Ülkemizin savunma sanayinde attığı dikkat çekici adımların öncü isimlerinden Baykar Teknoloji Lideri Selçuk Bayraktar, geçenlerde Twitter hesabında tüm vatanseverleri heyecanlandıran ve Türkiye düşmanlarını üzen bir haber paylaştı.
“Üretim hattına 3 buçuk yıl sonra daha büyük ve daha çevik bir balık girdi.
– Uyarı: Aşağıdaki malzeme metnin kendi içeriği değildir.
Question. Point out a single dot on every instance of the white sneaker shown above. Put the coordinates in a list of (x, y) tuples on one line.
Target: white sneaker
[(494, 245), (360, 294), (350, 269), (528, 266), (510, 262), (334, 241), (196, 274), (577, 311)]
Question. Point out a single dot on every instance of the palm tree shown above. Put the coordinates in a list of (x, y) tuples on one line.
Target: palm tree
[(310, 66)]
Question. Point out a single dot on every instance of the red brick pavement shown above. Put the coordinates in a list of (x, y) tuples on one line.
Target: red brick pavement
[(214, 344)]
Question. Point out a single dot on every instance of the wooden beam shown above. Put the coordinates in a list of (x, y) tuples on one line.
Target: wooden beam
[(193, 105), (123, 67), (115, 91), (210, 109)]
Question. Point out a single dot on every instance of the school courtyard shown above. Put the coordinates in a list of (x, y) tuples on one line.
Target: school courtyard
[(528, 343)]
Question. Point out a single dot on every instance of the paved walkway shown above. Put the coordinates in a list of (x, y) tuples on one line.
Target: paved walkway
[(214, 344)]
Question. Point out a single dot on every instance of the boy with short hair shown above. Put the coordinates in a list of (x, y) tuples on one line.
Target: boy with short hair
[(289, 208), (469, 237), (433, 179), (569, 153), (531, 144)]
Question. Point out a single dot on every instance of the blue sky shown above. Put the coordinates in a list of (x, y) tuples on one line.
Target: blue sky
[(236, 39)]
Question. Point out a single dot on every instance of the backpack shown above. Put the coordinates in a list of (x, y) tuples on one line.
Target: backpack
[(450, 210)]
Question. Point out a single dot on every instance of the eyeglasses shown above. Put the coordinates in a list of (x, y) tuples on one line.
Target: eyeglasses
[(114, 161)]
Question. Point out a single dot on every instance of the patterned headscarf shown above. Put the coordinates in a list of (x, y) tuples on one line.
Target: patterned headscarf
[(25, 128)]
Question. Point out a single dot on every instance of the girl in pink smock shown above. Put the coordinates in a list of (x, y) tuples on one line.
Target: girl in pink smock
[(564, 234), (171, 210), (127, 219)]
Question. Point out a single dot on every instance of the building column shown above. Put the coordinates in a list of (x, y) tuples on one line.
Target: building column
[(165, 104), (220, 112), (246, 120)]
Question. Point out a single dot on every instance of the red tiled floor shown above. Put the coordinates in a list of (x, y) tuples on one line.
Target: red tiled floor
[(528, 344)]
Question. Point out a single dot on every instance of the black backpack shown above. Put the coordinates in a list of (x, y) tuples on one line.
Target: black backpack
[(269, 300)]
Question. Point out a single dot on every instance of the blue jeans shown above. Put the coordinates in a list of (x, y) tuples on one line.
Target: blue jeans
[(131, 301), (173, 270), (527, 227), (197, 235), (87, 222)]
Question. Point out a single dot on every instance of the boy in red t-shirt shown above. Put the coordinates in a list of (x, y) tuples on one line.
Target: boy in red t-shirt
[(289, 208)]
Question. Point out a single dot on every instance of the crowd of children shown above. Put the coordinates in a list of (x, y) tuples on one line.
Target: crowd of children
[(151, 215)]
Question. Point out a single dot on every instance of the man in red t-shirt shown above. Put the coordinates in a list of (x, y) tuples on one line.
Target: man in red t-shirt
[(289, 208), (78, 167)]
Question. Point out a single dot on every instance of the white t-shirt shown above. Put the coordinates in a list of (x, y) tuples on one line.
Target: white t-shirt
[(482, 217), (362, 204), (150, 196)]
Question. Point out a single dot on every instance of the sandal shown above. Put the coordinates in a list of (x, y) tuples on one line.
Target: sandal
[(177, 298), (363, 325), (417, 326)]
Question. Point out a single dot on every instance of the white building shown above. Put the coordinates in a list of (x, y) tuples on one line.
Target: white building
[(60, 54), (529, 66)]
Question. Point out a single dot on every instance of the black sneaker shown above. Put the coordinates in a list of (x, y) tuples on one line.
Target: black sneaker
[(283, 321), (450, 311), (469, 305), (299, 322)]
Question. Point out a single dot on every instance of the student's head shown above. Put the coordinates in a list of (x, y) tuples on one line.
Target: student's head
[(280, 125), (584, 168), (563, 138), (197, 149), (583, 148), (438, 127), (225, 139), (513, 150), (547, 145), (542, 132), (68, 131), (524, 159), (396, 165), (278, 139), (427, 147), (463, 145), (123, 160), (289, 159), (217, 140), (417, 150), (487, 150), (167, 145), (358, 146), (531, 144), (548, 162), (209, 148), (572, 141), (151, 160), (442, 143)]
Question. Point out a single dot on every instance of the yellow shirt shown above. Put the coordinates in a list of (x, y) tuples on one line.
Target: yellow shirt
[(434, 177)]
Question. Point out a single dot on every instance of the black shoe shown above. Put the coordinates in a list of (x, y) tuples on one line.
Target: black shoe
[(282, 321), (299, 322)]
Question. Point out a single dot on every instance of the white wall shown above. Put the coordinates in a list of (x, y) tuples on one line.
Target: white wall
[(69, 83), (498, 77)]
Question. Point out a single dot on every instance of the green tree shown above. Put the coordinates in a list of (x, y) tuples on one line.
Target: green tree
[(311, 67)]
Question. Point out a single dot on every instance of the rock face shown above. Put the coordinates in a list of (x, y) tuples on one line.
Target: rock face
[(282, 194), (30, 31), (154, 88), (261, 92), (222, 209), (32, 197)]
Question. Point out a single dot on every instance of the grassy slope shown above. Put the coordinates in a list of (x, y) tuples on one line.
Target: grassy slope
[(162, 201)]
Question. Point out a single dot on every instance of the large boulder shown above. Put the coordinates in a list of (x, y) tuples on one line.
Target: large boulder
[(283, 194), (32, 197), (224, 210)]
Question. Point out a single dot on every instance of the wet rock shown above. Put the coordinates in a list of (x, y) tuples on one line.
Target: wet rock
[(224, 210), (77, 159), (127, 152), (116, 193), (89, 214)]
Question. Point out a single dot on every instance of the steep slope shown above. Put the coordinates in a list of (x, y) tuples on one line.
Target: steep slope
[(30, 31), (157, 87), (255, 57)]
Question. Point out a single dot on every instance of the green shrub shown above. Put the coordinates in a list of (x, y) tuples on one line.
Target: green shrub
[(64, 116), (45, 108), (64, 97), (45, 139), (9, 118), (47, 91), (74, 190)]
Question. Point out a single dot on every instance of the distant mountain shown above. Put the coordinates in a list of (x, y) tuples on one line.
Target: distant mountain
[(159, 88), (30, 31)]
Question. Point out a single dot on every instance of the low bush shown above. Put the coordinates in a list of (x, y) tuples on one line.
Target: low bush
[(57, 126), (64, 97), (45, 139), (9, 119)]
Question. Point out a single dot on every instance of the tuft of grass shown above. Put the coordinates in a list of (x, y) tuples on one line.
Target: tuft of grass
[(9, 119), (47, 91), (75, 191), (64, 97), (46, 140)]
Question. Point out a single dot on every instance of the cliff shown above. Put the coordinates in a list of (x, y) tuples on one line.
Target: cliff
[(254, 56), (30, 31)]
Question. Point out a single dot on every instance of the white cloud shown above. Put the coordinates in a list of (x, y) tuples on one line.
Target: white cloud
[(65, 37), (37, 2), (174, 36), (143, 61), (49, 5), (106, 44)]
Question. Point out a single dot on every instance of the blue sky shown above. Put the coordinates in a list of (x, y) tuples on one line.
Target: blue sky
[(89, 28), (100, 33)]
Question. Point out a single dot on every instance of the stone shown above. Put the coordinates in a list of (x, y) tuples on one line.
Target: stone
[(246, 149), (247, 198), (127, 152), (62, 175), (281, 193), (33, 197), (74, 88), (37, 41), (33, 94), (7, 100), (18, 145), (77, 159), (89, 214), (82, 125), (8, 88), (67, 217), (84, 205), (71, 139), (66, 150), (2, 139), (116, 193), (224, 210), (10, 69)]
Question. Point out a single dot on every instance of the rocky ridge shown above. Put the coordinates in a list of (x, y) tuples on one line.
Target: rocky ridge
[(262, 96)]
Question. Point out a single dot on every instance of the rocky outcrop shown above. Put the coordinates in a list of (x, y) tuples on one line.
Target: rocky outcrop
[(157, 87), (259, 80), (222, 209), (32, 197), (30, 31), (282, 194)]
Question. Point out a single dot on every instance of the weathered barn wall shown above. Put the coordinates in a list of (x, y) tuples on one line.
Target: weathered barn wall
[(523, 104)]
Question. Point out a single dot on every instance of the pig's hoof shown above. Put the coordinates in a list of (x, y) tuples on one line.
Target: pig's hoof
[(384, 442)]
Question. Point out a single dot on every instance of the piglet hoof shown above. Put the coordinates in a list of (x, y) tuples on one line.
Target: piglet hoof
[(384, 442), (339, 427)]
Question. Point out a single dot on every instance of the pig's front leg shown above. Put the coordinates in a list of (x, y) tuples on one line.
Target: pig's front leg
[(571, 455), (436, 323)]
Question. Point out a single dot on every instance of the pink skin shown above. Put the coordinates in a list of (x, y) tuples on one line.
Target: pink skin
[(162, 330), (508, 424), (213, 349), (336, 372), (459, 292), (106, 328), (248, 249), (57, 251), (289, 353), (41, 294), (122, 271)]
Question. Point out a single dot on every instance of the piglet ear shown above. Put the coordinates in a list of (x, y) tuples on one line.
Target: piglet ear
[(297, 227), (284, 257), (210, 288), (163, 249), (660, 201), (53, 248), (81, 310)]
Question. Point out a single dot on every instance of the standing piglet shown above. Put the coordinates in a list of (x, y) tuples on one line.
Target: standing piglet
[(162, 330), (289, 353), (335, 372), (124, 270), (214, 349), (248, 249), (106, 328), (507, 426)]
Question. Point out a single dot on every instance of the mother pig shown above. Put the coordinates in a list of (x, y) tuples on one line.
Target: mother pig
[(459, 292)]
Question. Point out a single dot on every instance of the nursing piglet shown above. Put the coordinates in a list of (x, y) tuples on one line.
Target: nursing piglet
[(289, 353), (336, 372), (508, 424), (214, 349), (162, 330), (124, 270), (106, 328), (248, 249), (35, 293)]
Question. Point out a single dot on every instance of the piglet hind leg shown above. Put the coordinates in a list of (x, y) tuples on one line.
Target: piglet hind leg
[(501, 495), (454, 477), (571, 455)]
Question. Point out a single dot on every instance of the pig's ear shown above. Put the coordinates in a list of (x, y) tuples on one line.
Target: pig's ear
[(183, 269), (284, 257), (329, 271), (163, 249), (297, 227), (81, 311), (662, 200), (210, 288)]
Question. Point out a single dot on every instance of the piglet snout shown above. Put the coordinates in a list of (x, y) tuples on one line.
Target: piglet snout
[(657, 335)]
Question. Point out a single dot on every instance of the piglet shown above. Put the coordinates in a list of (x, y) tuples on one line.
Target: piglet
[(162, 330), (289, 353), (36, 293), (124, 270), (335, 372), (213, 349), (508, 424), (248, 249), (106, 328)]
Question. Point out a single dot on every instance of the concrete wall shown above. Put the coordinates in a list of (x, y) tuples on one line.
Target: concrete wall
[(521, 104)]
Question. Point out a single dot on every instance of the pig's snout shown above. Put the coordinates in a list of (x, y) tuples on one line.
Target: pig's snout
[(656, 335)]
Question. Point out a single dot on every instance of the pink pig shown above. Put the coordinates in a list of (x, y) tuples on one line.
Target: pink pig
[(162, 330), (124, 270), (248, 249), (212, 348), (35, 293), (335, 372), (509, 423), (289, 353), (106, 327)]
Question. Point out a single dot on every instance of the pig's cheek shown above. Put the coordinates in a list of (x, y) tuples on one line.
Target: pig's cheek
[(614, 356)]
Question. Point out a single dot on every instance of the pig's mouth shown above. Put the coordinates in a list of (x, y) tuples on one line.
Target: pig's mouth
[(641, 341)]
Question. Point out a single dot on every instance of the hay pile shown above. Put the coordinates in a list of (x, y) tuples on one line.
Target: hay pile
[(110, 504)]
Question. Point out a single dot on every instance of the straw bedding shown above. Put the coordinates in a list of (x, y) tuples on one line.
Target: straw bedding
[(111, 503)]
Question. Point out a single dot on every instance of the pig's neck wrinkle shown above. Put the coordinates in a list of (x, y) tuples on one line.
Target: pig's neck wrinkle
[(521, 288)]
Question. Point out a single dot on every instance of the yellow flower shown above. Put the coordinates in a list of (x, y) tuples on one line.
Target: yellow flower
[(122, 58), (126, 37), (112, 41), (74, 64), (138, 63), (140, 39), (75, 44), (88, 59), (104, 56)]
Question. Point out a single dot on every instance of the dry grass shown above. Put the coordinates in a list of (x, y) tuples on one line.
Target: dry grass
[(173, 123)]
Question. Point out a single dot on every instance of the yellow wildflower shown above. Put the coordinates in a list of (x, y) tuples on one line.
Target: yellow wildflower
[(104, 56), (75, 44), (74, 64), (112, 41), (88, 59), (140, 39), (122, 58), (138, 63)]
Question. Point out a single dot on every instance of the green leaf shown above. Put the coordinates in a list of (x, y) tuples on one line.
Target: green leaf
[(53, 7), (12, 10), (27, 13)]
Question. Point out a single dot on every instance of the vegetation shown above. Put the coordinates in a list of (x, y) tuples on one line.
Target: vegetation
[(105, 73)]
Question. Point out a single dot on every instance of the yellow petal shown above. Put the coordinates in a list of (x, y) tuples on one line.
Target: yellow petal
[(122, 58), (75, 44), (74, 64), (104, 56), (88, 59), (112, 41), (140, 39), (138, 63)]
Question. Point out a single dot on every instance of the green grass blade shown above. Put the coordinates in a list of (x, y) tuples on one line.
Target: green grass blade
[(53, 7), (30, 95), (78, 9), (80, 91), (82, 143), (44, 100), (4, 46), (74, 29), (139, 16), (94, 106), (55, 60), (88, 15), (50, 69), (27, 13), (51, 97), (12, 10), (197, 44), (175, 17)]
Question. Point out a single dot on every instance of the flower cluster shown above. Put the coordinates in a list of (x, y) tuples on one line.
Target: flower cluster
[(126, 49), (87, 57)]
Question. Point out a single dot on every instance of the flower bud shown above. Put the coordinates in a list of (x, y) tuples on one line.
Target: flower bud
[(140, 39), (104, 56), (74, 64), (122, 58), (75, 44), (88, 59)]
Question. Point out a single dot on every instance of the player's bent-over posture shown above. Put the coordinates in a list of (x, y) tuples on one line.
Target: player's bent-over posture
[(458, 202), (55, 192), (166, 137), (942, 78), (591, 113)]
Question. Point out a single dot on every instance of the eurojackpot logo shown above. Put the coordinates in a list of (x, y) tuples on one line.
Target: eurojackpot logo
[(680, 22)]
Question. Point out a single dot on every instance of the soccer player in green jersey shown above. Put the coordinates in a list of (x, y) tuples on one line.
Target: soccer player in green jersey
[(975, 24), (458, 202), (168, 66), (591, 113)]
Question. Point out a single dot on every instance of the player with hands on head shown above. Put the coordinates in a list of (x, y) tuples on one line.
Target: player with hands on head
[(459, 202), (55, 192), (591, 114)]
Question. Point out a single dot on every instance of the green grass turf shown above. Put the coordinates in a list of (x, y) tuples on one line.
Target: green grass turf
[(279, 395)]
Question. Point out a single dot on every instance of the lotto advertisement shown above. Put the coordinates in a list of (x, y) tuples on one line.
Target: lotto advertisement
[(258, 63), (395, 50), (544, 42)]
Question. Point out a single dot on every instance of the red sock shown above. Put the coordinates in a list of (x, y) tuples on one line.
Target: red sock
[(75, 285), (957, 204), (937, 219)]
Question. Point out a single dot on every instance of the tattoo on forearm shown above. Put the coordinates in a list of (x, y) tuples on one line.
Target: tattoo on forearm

MİUS - İnsansız Savaş Uçağı: Bayraktar KIZILELMA. Yolda geliyor, takipte kalın” diyen Bayraktar, Baykar’ın yeni insansız hava aracını tanıttı ve fotoğraflarını yayınladı.
Bayraktar TB2’lerin Irak, Suriye, Libya ve Karabağ’dan sonra Ukrayna’da da adeta destan yazdığı ve tüm dünyada adından söz edilir hale geldiği, Bayraktar AKINCI B TİHA’nın 40.170 feete çıkarak milli havacılık tarihimizin irtifa rekorunu kırdığı bir dönemde agresif manevralar gerçekleştirebilecek ve sahip olduğu gelişmiş yapay zeka ile savaş stratejilerinde köklü değişikliklere yol açacak insansız savaş uçağının müjdesini vermek Türkiye’nin savunma sanayi alanında kat ettiği mesafenin ve ulaştığı ileri seviyenin en büyük göstergesi olsa gerek.
Bayraktar KIZILELMA, ülkemizin bir başka dev projesi olan ve halihazırda seyir testleri gerçekleştirilen TCG Anadolu gemisine inip kalkabilecek ve Mavi Vatan’ın korunmasında da görev yapacak.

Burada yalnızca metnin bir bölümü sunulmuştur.